Special Compensation

This first proposal is designed to prevent a repeat of a recent situation in which the Board voted to award one of the directors a $1,000 bonus for the huge number of hours she had devoted to the Coop. The Governance committee urged the Board to reconsider its decision as setting a precedent that could be abused in the future, and instead allow the membership to vote on the award. The Board agreed, and at a membership meeting the members voted overwhelmingly in support of the bonus. I think it is important, going forward, for it to be clear that it is the membership and not the Board (except when the award is of minimal value) that has the authority to decide whether an individual member receives a special award.

Electronic Posting of Meeting Minutes

The second proposal is designed to make it easier for members to learn about the important issues that the Board and the committees are grappling with. While a brief summary of Board decisions is printed in the Coop Scoop, it is often difficult to understand the nuances of a particular issue and the various points of view expressed. The full minutes are available in the Community Room, but accessing them there is somewhat of a chore. And unless you are a member of a committee, it is almost impossible to find out, other than by word of mouth, about the give and take of a committee discussion. Simply put, impaired knowledge often yields poor governance.

Of course, the minutes should not contain confidential or otherwise sensitive information. Implementing this proposal should not be difficult or time-consuming because the minutes are already in electronic versions.
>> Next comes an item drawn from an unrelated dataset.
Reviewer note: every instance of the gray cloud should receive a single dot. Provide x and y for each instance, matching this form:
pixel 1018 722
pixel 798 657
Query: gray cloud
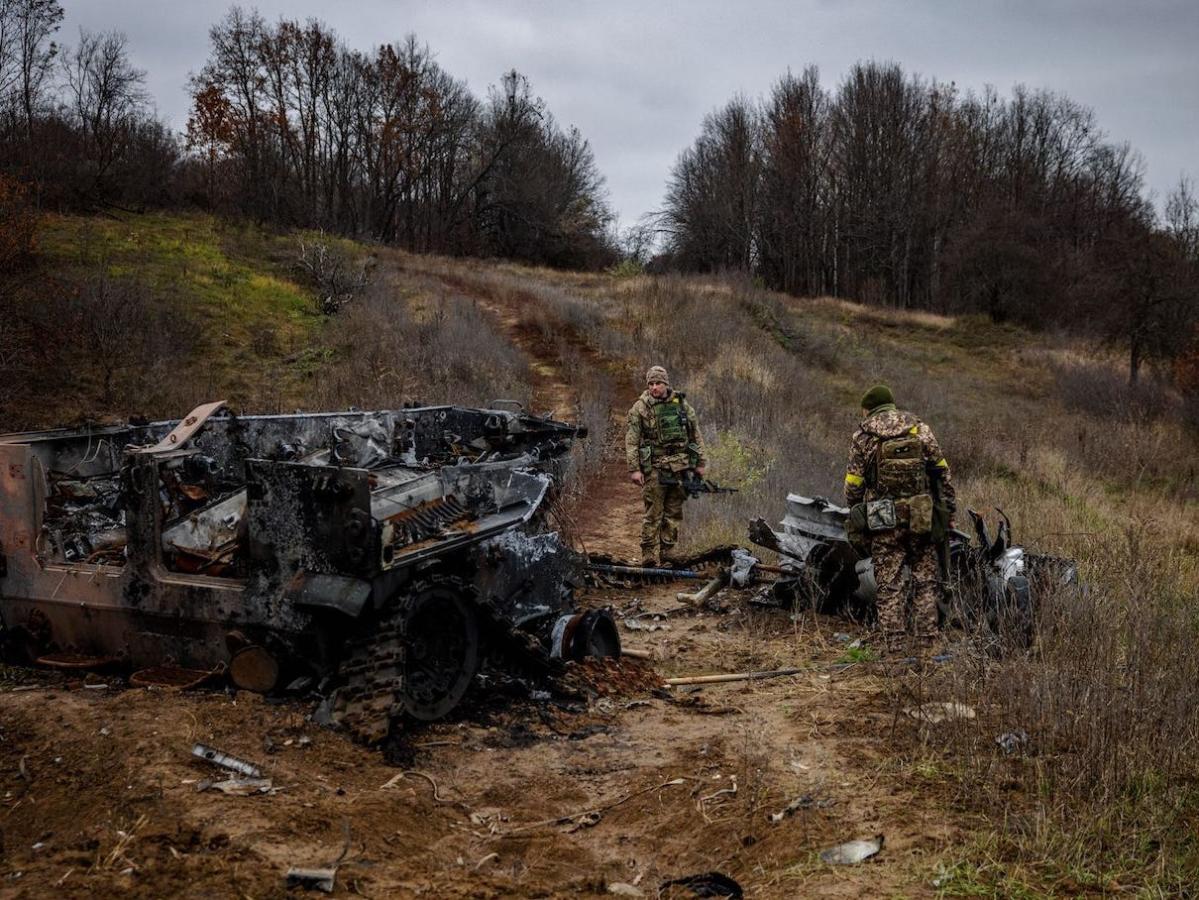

Ability of Governance Committee to Consider and Propose Amendments to the Bylaws

The third proposal is designed to ensure that the Governance committee can do a good job representing the membership who elected it, without being subject to possible censure by the Board. As established by the bylaws, the Governance committee is unique among Coop committees. The Governance committee is both a committee of the Board and a committee of the membership; as such, it has responsibilities of serving both the Board and the membership. Just as with the Board of Directors, a member must be formally elected by the membership to serve on the Governance committee. No other committee has such a requirement. Some have asserted that the Board has the same control over the Governance committee that it has over the other Coop committees. This control, it is claimed, would enable the Board to prohibit the Governance committee from discussing potential revisions to the bylaws with which the Board disagrees. Others have even argued that the Governance committee must affirmatively obtain the Board’s permission to discuss a particular issue.

I strongly disagree with both contentions. I think it would be dangerous for as few as three directors (remember, only a quorum of five directors is required to conduct business) to have the ability to prohibit members elected by the membership to discuss issues important to the membership. Free speech issues aside, it is inefficient and overly bureaucratic to adopt such an approach. But I do agree that it would not be appropriate for the Governance committee to call for a membership meeting without first obtaining significant membership support, as evidenced by collecting the signatures of 35 members on a petition.

Copies of the proposals may be found on the Coop’s website and at the store, near the Coop Scoop. I look forward to discussing these proposals with you this autumn. Comments are encouraged and welcomed.